Anyway, it seems like IdentifierRepHash is doing either too much work in hash() or too little work in equal(), and we should fix it to be consistent, probably by just replacing it with PtrHash.
Comment 1 Yusuke Suzuki 2015-10-15 04:54:20 PDT
I don't remember the exact bug number (maybe, in the context of Symbol and IdentifierRepHash), IIRC, when I attempt to change this to PtrHash, I heard the following reason why we did not use PtrHash; We intentionally use StringHasher instead of PtrHash because it gives nicer distribution for Strings and reduces collisions in the hash table.
So when changing this, I think measuring collision and performance is nice.
Comment 2 Yusuke Suzuki 2015-10-15 05:01:16 PDT
(In reply to comment #1)
> I don't remember the exact bug number (maybe, in the context of Symbol and
> IdentifierRepHash), IIRC, when I attempt to change this to PtrHash, I heard
> the following reason why we did not use PtrHash; We intentionally use
> StringHasher instead of PtrHash because it gives nicer distribution for
> Strings and reduces collisions in the hash table.
> So when changing this, I think measuring collision and performance is nice.

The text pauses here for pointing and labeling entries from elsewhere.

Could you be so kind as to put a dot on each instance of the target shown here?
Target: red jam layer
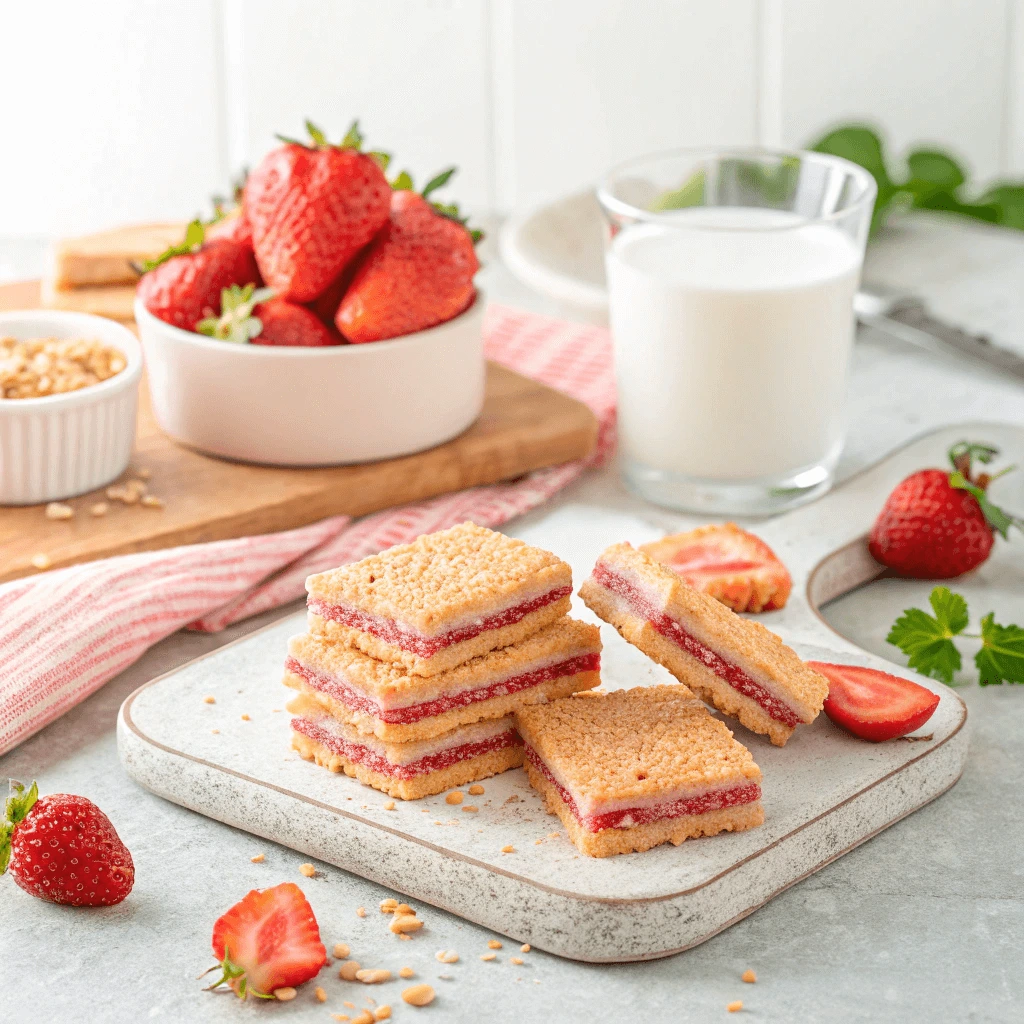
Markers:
(416, 643)
(341, 691)
(360, 755)
(714, 800)
(670, 629)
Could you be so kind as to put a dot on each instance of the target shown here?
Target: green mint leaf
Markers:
(949, 608)
(1001, 655)
(927, 641)
(438, 181)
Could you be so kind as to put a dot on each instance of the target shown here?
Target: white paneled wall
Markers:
(127, 110)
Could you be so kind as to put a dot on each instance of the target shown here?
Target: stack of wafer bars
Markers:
(97, 273)
(417, 659)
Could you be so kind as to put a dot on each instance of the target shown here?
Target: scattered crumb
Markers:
(376, 977)
(347, 973)
(57, 510)
(418, 995)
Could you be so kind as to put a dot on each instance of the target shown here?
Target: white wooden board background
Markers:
(139, 109)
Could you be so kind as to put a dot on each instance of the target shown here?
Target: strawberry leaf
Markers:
(997, 518)
(927, 640)
(195, 235)
(1001, 655)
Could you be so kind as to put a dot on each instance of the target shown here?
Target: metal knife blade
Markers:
(908, 318)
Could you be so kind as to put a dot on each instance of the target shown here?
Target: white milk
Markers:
(731, 345)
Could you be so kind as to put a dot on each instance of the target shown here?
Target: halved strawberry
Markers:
(727, 563)
(266, 941)
(875, 705)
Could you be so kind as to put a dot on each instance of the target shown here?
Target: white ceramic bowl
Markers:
(315, 407)
(66, 444)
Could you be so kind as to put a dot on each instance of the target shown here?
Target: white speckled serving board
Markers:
(824, 793)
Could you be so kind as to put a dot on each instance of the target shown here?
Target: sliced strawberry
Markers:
(727, 563)
(875, 705)
(268, 940)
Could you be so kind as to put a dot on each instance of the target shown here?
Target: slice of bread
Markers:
(105, 258)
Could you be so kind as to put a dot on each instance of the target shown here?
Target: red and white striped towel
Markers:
(64, 634)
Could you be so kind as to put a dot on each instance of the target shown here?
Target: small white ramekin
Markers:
(315, 407)
(67, 444)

Personally I guess PtrHash gives nice distribution. PtrHash maps intptr_t => unsigned. StringHasher maps UChar[arbitrary length] => unsigned. If PtrHash works well, it could provide nice distribution in this case I think.
Comment 3 Filip Pizlo 2015-10-15 11:27:41 PDT
(In reply to comment #2)
> (In reply to comment #1)
> > I don't remember the exact bug number (maybe, in the context of Symbol and
> > IdentifierRepHash), IIRC, when I attempt to change this to PtrHash, I heard
> > the following reason why we did not use PtrHash; We intentionally use
> > StringHasher instead of PtrHash because it gives nicer distribution for
> > Strings and reduces collisions in the hash table.
> > So when changing this, I think measuring collision and performance is nice.
> 
> Personally I guess PtrHash gives nice distribution. PtrHash maps intptr_t =>
> unsigned. StringHasher maps UChar[arbitrary length] => unsigned. If PtrHash
> works well, it could provide nice distribution in this case I think.

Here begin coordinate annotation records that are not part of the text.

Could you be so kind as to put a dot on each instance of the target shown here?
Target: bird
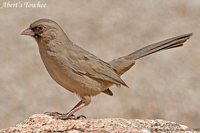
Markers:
(80, 71)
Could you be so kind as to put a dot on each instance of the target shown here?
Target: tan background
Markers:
(165, 85)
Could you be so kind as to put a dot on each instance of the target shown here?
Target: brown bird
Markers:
(81, 72)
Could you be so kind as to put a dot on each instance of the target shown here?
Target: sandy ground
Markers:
(165, 85)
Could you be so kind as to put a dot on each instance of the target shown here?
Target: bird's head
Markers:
(43, 30)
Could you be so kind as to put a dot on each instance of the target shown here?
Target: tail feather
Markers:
(163, 45)
(123, 64)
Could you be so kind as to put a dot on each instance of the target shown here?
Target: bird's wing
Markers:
(85, 63)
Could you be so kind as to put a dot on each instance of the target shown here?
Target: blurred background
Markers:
(165, 85)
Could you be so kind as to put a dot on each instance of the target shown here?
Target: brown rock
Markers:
(41, 123)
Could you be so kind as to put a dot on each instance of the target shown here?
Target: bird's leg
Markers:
(85, 101)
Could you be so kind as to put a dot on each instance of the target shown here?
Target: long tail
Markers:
(123, 64)
(163, 45)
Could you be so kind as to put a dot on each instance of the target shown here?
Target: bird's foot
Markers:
(64, 116)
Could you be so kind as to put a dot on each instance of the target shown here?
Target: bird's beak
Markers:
(28, 32)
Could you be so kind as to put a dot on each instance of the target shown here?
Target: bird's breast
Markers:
(60, 70)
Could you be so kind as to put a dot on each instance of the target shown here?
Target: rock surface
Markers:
(41, 123)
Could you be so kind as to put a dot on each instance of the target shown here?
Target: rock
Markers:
(41, 123)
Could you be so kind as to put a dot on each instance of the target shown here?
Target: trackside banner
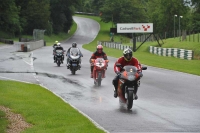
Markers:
(134, 27)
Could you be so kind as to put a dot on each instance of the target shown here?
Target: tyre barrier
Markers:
(115, 45)
(172, 52)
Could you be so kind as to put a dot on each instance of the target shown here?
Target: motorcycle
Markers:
(100, 66)
(59, 55)
(74, 60)
(129, 80)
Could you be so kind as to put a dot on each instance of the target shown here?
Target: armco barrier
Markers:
(174, 52)
(29, 46)
(114, 45)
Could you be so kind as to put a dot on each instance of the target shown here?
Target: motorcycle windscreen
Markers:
(74, 53)
(99, 62)
(130, 72)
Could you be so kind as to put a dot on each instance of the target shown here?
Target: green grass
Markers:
(41, 108)
(3, 121)
(142, 54)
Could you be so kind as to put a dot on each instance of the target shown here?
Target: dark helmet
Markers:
(128, 53)
(99, 48)
(74, 44)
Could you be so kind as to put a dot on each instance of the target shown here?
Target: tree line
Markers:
(54, 16)
(164, 14)
(22, 16)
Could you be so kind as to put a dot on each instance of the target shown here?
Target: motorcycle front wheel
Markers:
(99, 78)
(129, 101)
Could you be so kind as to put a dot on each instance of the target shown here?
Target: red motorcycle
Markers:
(100, 66)
(128, 81)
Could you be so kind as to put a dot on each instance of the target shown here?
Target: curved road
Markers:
(169, 101)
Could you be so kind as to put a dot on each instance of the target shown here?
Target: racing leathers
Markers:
(134, 62)
(96, 55)
(54, 52)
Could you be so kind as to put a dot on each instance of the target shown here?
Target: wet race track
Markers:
(168, 101)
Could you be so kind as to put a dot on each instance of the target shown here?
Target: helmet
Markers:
(74, 44)
(99, 48)
(58, 44)
(127, 54)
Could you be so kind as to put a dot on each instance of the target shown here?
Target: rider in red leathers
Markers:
(127, 59)
(98, 54)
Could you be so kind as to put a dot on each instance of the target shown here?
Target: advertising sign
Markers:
(135, 28)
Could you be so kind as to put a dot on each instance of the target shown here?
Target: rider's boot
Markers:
(115, 93)
(79, 66)
(91, 75)
(68, 65)
(135, 91)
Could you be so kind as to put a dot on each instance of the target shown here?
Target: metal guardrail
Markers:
(174, 52)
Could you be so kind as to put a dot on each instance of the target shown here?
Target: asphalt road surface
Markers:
(169, 101)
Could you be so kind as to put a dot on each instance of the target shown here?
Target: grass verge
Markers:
(41, 108)
(3, 121)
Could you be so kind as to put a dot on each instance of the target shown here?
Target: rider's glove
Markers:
(118, 73)
(140, 74)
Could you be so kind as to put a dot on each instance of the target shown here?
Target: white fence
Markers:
(174, 52)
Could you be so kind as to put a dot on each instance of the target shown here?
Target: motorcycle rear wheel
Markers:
(58, 63)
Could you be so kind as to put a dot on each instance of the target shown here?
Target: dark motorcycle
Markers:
(128, 81)
(74, 60)
(59, 55)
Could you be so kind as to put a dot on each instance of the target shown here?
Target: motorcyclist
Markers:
(126, 59)
(55, 44)
(74, 45)
(97, 54)
(58, 47)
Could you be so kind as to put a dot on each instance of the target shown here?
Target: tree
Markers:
(37, 15)
(9, 17)
(120, 11)
(61, 14)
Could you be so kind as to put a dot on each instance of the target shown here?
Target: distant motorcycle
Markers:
(74, 60)
(59, 55)
(100, 66)
(128, 81)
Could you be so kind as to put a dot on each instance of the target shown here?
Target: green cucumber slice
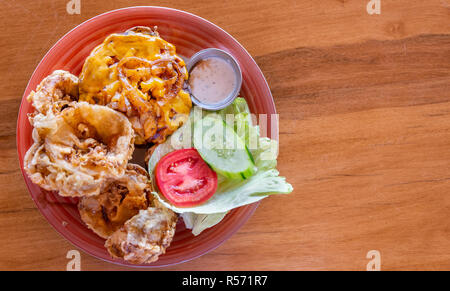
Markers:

Do you recommend measuring distribution directly, or do you think it's OK to just see how performance is affected overall?

We may encounter a trade-off between a fast to compute hash function that gives worse distribution and a slow to compute hash function that gives better distribution.  I don't have a philosophical preference between the two, but I just suspect that unless the distribution is really bad, the faster-to-compute hash function will give better overall performance.  Maybe the best thing to do is just to look at end-to-end performance.  Probably, it doesn't matter at all.  In that case, PtrHash is nicer because it's the less surprising choice.
Comment 4 Darin Adler 2015-10-15 13:26:17 PDT
As I recall, we were originally using PtrHash for this purpose (or a similar one in WebCore?) and Gavin changed to use the string hash instead to get a measurable performance boost. But I don’t think the change was to recompute a string hash each time; our strings memoize the result of the string hash function.
Comment 5 Yusuke Suzuki 2015-10-16 01:56:39 PDT
(In reply to comment #3)
> Do you recommend measuring distribution directly, or do you think it's OK to
> just see how performance is affected overall?

I was thinking about HashTable::dumpStats.
DUMP_HASHTABLE_STATS can dump the statistics including collisions.

> We may encounter a trade-off between a fast to compute hash function that
> gives worse distribution and a slow to compute hash function that gives
> better distribution.  I don't have a philosophical preference between the
> two, but I just suspect that unless the distribution is really bad, the
> faster-to-compute hash function will give better overall performance.  Maybe
> the best thing to do is just to look at end-to-end performance.  Probably,
> it doesn't matter at all.  In that case, PtrHash is nicer because it's the
> less surprising choice.

Agreed. If the change does not pose any performance regression & there are enough tests, I think it indirectly indicates the distribution of PtrHash is not so bad.